По слухам, то же самое говорила ему и Марлен Дитрих, но все же он выбрал Малки с ее изумительной шеей, способной вынести любые комплименты. Он настаивал, чтобы она продолжала играть, и купил на аукционе в Южном Лондоне пианино — превосходный „Стейнвей“ — с парой позолоченных канделябров.
— Я буду играть, — пообещала она. — Я буду играть каждый день. Но только если ты будешь рядом.
Позже, когда его финансы это позволили, он приобрел концертный рояль „Бехштейн“ в корпусе черного дерева. Вообще-то, она хотела „Блютнер“, но он заявил, что не потерпит в своем доме вещей, произведенных за железным занавесом.
Уже в старости она взяла с Либора обещание не умирать раньше ее, чувствуя себя неспособной прожить и часа, если его не станет, — и это обещание он добросовестно сдержал.
— Ты можешь смеяться, — сказал он Треславу, — но я давал ей обещание, встав на одно колено, совсем как в тот день, когда просил ее руки.
Не найдя слов, Треслав сам опустился на одно колено и поцеловал стариковскую руку.
— Мы даже думали вместе броситься с Блядомеса, если один из нас смертельно заболеет, — сказал Либор, — но Малки посчитала меня слишком легким, чтобы долететь до моря одновременно с ней, а перспектива болтаться на поверхности воды, ожидая моего прилета, ее не вдохновляла.
— Блядомес? — растерянно переспросил Треслав.
— Ну да. Мы даже ездили туда однажды. Чтобы заранее настроиться. Милое местечко. Высоченный обрыв, чайки летают внизу, засохшие венки на колючей проволоке — один, помнится, даже был с ценником — и еще плита с цитатой из Псалтыри про глас Господень, что сильнее волн морских, а из травы торчат деревянные крестики. Вот из-за этих крестиков мы, наверное, и передумали.

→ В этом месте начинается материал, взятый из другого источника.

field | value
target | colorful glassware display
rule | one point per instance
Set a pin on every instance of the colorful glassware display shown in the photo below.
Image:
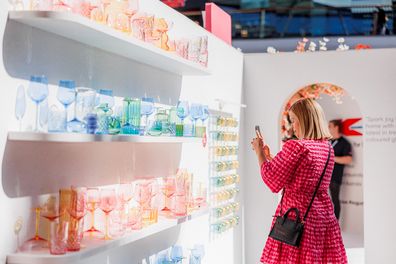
(127, 207)
(223, 142)
(66, 95)
(108, 203)
(97, 113)
(77, 210)
(124, 16)
(93, 201)
(224, 225)
(131, 116)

Треслав никак не мог взять в толк, о чем говорит Либор. Колючая проволока? Может, они с Малки готовили совместное самоубийство в Треблинке?
В то же время чайки… И крестики в траве… Поди догадайся.
Они так и не совершили роковой прыжок. Первой смертельно заболела Малки, но они не поехали снова в то место.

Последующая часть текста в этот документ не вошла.